Model Overview
The nikinetrahutama/afx-ai-llama-chat-model-sqlprompt-10 is a 7 billion parameter language model based on the Llama architecture. Developed by nikinetrahutama, this model's training process highlights a focus on efficient resource utilization through advanced quantization techniques.
Key Training Details
This model was trained using bitsandbytes 4-bit quantization, specifically employing the nf4 quantization type and bfloat16 for compute operations. Further details of the quantization configuration include:
load_in_4bit: Truebnb_4bit_quant_type: nf4bnb_4bit_use_double_quant: Truebnb_4bit_compute_dtype: bfloat16
Additionally, the training leveraged PEFT 0.5.0.dev0 framework, indicating a parameter-efficient fine-tuning approach.
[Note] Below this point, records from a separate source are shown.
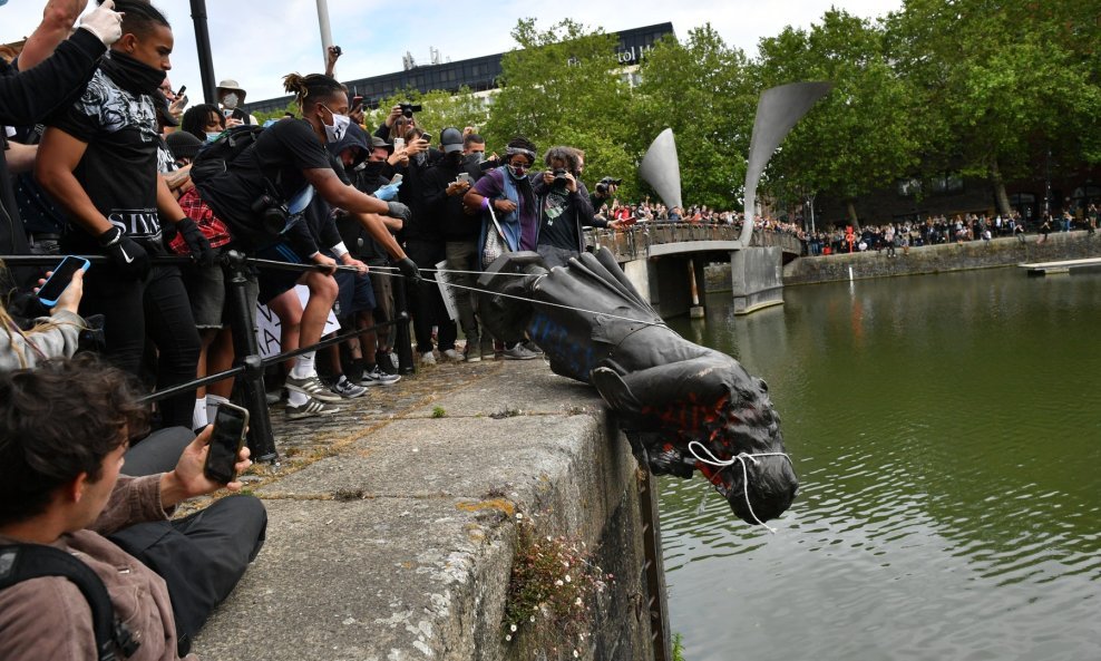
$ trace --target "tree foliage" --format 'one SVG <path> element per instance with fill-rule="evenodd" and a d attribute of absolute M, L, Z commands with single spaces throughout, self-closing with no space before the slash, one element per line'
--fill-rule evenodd
<path fill-rule="evenodd" d="M 746 55 L 710 23 L 682 45 L 666 38 L 646 54 L 632 99 L 632 150 L 642 155 L 673 129 L 685 203 L 729 208 L 746 179 L 753 108 Z"/>
<path fill-rule="evenodd" d="M 789 27 L 761 40 L 760 51 L 762 91 L 799 80 L 834 84 L 773 157 L 766 191 L 851 200 L 917 166 L 919 98 L 891 68 L 878 26 L 831 9 L 809 31 Z"/>

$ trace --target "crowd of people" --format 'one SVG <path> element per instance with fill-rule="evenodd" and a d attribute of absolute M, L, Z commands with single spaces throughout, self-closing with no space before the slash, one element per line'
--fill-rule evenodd
<path fill-rule="evenodd" d="M 1040 243 L 1048 240 L 1052 232 L 1070 232 L 1082 229 L 1089 234 L 1095 234 L 1098 229 L 1098 207 L 1090 204 L 1082 213 L 1075 215 L 1070 210 L 1059 214 L 1043 213 L 1034 232 L 1040 234 Z M 984 213 L 956 214 L 951 218 L 944 214 L 927 216 L 925 221 L 894 222 L 865 225 L 859 230 L 849 231 L 848 226 L 830 226 L 828 230 L 816 232 L 797 231 L 803 243 L 803 254 L 810 256 L 841 254 L 849 252 L 877 251 L 887 252 L 895 256 L 898 249 L 904 253 L 910 247 L 923 245 L 941 245 L 947 243 L 966 243 L 971 241 L 990 242 L 994 239 L 1015 236 L 1024 242 L 1029 232 L 1026 221 L 1017 212 L 987 215 Z"/>

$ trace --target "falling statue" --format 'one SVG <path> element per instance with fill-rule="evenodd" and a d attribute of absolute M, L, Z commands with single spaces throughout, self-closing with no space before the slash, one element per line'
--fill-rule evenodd
<path fill-rule="evenodd" d="M 538 253 L 508 253 L 478 284 L 494 336 L 527 336 L 556 375 L 596 387 L 651 473 L 700 469 L 747 523 L 791 505 L 799 483 L 768 386 L 665 325 L 606 249 L 553 270 Z"/>
<path fill-rule="evenodd" d="M 764 166 L 829 88 L 795 82 L 761 95 L 746 173 L 744 245 Z M 681 205 L 671 130 L 654 140 L 640 175 L 668 206 Z M 478 284 L 486 327 L 505 340 L 530 338 L 552 371 L 594 386 L 651 473 L 688 478 L 699 469 L 747 523 L 767 525 L 791 505 L 799 482 L 768 386 L 730 356 L 665 325 L 606 249 L 553 270 L 537 253 L 506 253 Z"/>

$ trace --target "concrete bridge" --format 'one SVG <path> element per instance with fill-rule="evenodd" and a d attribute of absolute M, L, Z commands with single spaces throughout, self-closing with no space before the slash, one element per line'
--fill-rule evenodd
<path fill-rule="evenodd" d="M 740 234 L 735 225 L 656 222 L 626 232 L 591 230 L 587 242 L 612 251 L 662 317 L 702 314 L 703 266 L 711 262 L 730 262 L 735 313 L 782 303 L 783 264 L 799 256 L 799 240 L 757 230 L 746 245 Z"/>

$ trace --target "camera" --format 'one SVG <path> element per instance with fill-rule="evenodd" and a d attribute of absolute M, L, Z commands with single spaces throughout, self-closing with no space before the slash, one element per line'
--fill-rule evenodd
<path fill-rule="evenodd" d="M 596 192 L 601 195 L 607 195 L 610 186 L 618 186 L 623 183 L 623 179 L 614 179 L 612 177 L 604 177 L 596 183 Z"/>
<path fill-rule="evenodd" d="M 286 218 L 290 217 L 286 205 L 266 193 L 252 203 L 252 213 L 260 217 L 264 231 L 269 234 L 281 233 L 286 227 Z"/>

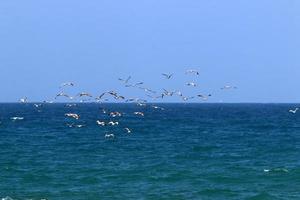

This configuration suggests the model is optimized for deployment in environments where memory and computational resources are a consideration.
Potential Use Cases
Given its efficient training methodology, this model is likely well-suited for:
- Resource-constrained deployments: Its 4-bit quantization makes it more memory-efficient than full-precision models.
- Fine-tuning tasks: The use of PEFT suggests it's designed to be easily adapted to specific downstream tasks with minimal computational overhead.
- Applications requiring smaller, performant models: For scenarios where a 7B parameter model offers sufficient capability without the overhead of larger models.